1. A very long instruction word (VILW) processor for executing in parallel a plurality of processings described in parallel in an instruction of very long word (VLIW instruction) by the use of a plurality of execution pipelines, wherein processings selected and designated from among said plurality of processings are executed in pipeline one by one in a diagonal direction based on said VLIW instruction in each step on the diagonal formed by shifting one step at a time starting with an initial step in the order of parallel arrangement of said plurality of execution pipelines.

2. The VLIW processor as claimed in claim 1, wherein said plurality of execution pipelines are equipped with a plurality of processing units for respectively executing said plurality of processings one unit for each step on said diagonal.

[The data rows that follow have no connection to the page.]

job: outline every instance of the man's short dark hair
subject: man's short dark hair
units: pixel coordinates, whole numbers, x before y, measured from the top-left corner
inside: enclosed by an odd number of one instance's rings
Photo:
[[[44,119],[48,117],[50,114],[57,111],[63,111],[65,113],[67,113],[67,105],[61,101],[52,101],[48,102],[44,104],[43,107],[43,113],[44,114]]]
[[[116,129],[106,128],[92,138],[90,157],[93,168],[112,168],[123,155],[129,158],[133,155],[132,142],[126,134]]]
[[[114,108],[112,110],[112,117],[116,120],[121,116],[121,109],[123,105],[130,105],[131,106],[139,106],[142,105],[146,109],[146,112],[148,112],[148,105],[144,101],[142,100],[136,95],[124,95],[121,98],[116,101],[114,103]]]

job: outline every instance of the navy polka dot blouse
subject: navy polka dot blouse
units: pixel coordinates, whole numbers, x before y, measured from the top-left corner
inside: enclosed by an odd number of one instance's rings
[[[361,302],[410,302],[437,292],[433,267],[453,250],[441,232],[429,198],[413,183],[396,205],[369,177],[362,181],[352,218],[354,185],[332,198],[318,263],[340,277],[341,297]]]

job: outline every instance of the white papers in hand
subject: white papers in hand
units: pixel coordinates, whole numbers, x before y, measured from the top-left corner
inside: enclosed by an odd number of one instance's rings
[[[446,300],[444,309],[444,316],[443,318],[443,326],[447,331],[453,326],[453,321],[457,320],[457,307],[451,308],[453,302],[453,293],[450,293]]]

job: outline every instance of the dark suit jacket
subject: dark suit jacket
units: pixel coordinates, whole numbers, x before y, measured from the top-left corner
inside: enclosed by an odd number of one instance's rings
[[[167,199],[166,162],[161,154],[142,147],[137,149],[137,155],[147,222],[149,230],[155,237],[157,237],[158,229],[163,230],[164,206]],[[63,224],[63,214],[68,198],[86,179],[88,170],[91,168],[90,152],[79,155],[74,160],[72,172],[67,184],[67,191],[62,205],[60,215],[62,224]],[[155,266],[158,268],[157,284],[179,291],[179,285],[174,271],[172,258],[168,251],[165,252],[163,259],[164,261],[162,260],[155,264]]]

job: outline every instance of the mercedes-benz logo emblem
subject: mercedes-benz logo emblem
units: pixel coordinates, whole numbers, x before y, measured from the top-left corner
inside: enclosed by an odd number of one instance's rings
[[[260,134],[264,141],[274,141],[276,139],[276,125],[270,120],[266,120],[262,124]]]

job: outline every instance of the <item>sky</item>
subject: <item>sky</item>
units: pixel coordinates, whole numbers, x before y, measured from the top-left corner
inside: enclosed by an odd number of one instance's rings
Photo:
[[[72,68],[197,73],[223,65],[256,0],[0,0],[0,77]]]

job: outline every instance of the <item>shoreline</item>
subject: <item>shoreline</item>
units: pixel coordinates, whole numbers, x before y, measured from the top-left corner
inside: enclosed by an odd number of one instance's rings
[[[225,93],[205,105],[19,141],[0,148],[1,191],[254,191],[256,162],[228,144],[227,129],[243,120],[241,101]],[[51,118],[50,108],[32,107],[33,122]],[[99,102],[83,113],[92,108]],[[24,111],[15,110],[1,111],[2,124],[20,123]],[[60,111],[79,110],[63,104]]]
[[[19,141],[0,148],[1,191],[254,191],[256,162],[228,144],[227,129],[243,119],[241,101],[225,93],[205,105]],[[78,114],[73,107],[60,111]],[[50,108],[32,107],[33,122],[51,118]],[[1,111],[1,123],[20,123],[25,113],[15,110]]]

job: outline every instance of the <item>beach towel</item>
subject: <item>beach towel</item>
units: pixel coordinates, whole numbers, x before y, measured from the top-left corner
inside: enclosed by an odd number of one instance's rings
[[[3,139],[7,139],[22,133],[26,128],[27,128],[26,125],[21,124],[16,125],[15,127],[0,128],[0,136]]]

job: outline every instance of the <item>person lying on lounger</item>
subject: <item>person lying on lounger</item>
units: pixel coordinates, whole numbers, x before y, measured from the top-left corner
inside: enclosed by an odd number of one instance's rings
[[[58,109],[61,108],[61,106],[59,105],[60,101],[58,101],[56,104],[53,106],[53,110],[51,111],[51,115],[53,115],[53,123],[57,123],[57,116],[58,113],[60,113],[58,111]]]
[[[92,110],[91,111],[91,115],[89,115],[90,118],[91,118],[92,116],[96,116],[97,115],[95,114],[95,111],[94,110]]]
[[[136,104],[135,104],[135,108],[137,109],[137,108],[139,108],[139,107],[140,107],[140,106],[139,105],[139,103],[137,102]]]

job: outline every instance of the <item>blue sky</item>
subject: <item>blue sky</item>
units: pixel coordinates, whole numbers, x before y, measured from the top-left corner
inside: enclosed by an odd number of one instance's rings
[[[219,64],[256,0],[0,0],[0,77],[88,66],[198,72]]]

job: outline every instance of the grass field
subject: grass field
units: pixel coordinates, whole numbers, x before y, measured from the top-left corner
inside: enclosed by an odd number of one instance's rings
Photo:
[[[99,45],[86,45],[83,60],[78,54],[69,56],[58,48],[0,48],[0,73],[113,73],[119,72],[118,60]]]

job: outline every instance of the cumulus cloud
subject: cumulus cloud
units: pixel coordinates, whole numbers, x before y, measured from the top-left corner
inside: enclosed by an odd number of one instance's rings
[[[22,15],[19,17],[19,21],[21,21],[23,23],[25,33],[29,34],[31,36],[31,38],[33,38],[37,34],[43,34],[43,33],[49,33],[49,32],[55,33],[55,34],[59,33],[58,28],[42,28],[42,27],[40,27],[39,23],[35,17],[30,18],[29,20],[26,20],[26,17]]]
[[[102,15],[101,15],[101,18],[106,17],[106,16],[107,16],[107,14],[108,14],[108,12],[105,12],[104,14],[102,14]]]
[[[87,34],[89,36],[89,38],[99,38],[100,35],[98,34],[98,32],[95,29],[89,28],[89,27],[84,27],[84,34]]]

3. The VLIW processor as claimed in claim 2, wherein each step in the second and subsequent steps on said diagonal is equipped with a multiplexer which outputs by switching the execution result in the preceding step of said diagonal corresponding to control signals based on the codes of said VLIW instruction.

4. The VLIW processor as claimed in claim 3, wherein said plurality of execution pipelines transfer in pipeline said codes and said control signals of said VLIW instruction from an instruction fetch part or an instruction decode part that fetches or decodes said VLIW instruction to a step on said diagonal, and transfer in pipeline operands that are accessed based on the codes of said VLIW instruction from a register file in said instruction decode part to the step on said diagonal.

5. The VLIW processor as claimed in claim 4, wherein said plurality of execution pipelines write back respectively the execution results in the steps on said diagonal to said register file based on the codes of said VLIW instruction.

6. The VLIW processor as claimed in claim 4, wherein said plurality of execution pipelines transfer in pipeline respective execution results on the steps of said diagonal to said register file and write them back to said register file at the same timing based on the codes of said VLIW instruction.

7. The VLIW processor as claimed in claim 1, wherein respective steps of said plurality of execution pipelines perform pipeline operation in the number of clock cycles that corresponds to the internal pipeline operations of said plurality of processing units.

8. The VLIW processor as claimed in claim 1, wherein said plurality of execution pipelines perform pipeline execution selectively based on said VLIW instruction in the diagonal direction, one by one in the order of load processing, multiplication processing and integer processing, on respective steps on said diagonal.

9. The VLIW processor as claimed in claim 1, wherein said plurality of execution pipelines perform pipeline execution selectively based on said VLIW instruction in the diagonal direction one by one in the order of the multiplication processing and the integer processing in respective steps on said diagonal, and execute the load processing using an execution pipeline which is independent from and in parallel with said plurality of execution pipelines.

10. The VLIW processor as claimed in cl aim 1, wherein the codes of said VLIW instruction include a field of a plurality of selection bits which select and designate respectively the execution results in the preceding step on said diagonal as the operands of said plurality of processing units.

11. The VLIW processor as claimed in claim 1, wherein the codes of said VLIW instruction include a field of a plurality of operand codes which designate respectively the operands of said plurality of processing units and respectively designate suggestively, from the designation relation of these operands, the execution results in the preceding step on said diagonal as the operands for the processing units.